II. — Les Verslibristes


7. Gustave Kahn. — D’après Gustave Kahn [1], le symbolisme n’a que de très vagues rapports avec une renaissance de l’art classique. Le courant néo-grec est dans la tradition française. Il se fût manifesté, même si l’on n’eût pas publié les manuscrits de Chénier. Vigny, qui, il est vrai, connaissait Chénier, écrivait des poèmes du même genre antique. Il suffit pour s’en convaincre de relire Siméta. Moréas, qui s’est fait dans notre littérature le champion de la muse néo-greque, ne doit de figurer au milieu du symbolisme qu’à certaines circonstances de chronologie. En réalité, il n’est qu’une manière de Heredia plaqué sur le symbolisme. Le mouvement symboliste n’est nullement une invasion de l’exotisme gréco-classique.

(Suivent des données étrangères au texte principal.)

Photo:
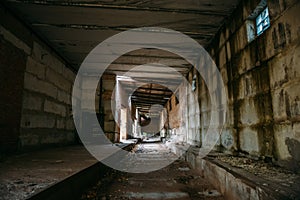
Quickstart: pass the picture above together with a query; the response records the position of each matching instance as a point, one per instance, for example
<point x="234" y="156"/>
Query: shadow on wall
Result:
<point x="294" y="149"/>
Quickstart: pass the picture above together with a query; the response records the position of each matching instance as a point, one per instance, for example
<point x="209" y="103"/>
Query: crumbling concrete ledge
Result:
<point x="236" y="183"/>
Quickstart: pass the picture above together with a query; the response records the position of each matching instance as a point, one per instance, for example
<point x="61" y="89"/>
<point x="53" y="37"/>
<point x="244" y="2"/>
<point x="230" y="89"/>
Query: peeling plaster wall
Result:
<point x="262" y="79"/>
<point x="262" y="83"/>
<point x="36" y="90"/>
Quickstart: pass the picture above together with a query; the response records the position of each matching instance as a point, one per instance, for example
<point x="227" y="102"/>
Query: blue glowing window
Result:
<point x="262" y="21"/>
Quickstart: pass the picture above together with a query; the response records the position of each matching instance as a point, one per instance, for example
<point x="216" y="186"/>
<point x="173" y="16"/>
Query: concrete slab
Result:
<point x="26" y="174"/>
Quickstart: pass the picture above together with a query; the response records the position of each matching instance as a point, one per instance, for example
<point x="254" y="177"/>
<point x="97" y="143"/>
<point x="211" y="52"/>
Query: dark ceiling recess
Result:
<point x="74" y="27"/>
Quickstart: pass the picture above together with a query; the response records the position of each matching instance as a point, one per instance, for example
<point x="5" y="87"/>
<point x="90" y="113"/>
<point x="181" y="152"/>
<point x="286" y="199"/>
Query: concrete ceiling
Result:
<point x="74" y="27"/>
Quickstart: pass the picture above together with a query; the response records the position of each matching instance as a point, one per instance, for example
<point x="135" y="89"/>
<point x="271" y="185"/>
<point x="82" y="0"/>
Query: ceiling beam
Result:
<point x="123" y="7"/>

Il dérive directement de Gérard de Nerval et surtout de Baudelaire, c’est-à-dire qu’il a son origine naturelle dans le romantisme.

Au début le romantisme, révolté contre l’intransigeance des derniers classiques, avait prétendu n’être qu’une littéra-

  1. La plupart des idées qu’on va lire dans ce paragraphe m’ont été développées par Gustave Kahn lui-même, au cours d’un entretien sur ses théories.